La France peut-elle continuer à limiter seule sa production laitière ?
Hervé Guyomard : La France n'est pas le seul État membre à ne pas faire son quota. À l'inverse, quatre pays d'Europe du Nord (Allemagne, Belgique, Danemark et Pays- Bas) ont fortement dépassé leur quota en 2008-2009 alors que notre pays s'achemine vers une nouvelle sous-réalisation de 9 % pour cette campagne. La particularité française est que la baisse de la collecte est tout autant le fruit d'une politique dite « du double zéro » (pas d'augmentation des quotas et pas d'allocations provisoires), que le résultat des comportements des producteurs. Une politique qui ne fait pas l'unanimité dans la filière car elle serait à l'origine de pertes de parts de marché à l'exportation et d'augmentations des importations. Cette politique aurait donc profité à nos concurrents européens. Dans le cadre d'un marché communautaire, il est dangereux qu'un État membre s'impose seul une régulation des volumes quand les autres ne suivent pas la même voie.
L'objectif était d'atténuer la volatilité des prix. Est-ce efficace ?
H. G. : Cela a contribué à freiner la baisse du prix du lait dans l'Hexagone. Mais cet effet stabilisateur a été affaibli par la hausse des importations en provenance d'autres États membres. La stratégie française de limiter la production n'est pas tenable dans le temps si elle est menée de façon isolée, a fortiori si d'autres pays européens encouragent les augmentations de volumes. Plus généralement, cela montre aussi que les acteurs du lait se sont trouvés fort démunis face à la crise, n'ayant d'autres solutions que le recours, au niveau européen, aux instruments traditionnels (en particulier les restitutions) et, au niveau français, à la maîtrise des volumes mais hélas sans que cette solution soit partagée par les pays voisins.
Peut-on imaginer un retour à une régulation européenne sur les volumes ?
H. G. : Cela n'est possible qu'à la condition de maintenir, voire renforcer, la protection aux frontières de l'UE. Je n'ai pas de pronostic sur l'issue des négociations à l'OMC. Mais il serait dangereux de parier sur un retour de la protection. L'Europe agricole doit se préparer à opérer dans un marché plus ouvert et aussi plus fluctuant. Par ailleurs, il n'y a pas de consensus au sein de l'UE pour une politique de maîtrise stricte des volumes. La Commission et plusieurs États membres préfèrent travailler à des solutions qui permettraient de tirer profit de la croissance de la demande mondiale des produits laitiers. Un retour à un contrôle strict de l'offre me paraît illusoire, si ce n'est dangereux dans une perspective dynamique. Il faut inventer un autre mode de régulation plus flexible que les quotas. C'est tout l'enjeu de la contractualisation.

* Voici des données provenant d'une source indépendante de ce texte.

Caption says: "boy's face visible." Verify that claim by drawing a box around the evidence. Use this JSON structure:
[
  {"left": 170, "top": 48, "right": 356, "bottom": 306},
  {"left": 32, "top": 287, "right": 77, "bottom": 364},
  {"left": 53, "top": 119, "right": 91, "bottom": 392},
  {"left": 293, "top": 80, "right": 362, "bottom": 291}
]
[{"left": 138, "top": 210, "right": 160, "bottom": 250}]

Comment la contractualisation pourrait- elle amener de la régulation ?
H. G. : Toute la mécanique est à construire. Il faudrait commencer par renforcer, via leur « regroupement », le pouvoir de négociation des producteurs face aux transformateurs, en termes de volumes et de prix. Mais si le marché s'effondre, l'aval de la filière sera dans l'incapacité de respecter les engagements s'il n'est pas aidé. Il y a donc nécessité d'une intervention des pouvoirs publics. Celle-ci pourrait prendre deux formes : d'une part, un filet de sécurité avec des outils de dégagement des marchés en cas de crise aiguë et, d'autre part, une contribution budgétaire au financement d'assurances revenu. Une telle politique aurait pour objectif premier la stabilisation. Elle concernerait toutes les productions agricoles et ne saurait être envisagée qu'à l'échelle communautaire. Elle exige des ressources qui seraient prélevées sur les montants des DPU. Il reste à convaincre les partenaires européens du bien-fondé de cette politique. Il s'agit là d'un enjeu majeur des discussions budgétaires de l'UE pour l'après 2013 au risque, sinon, d'une forte diminution du budget agricole européen.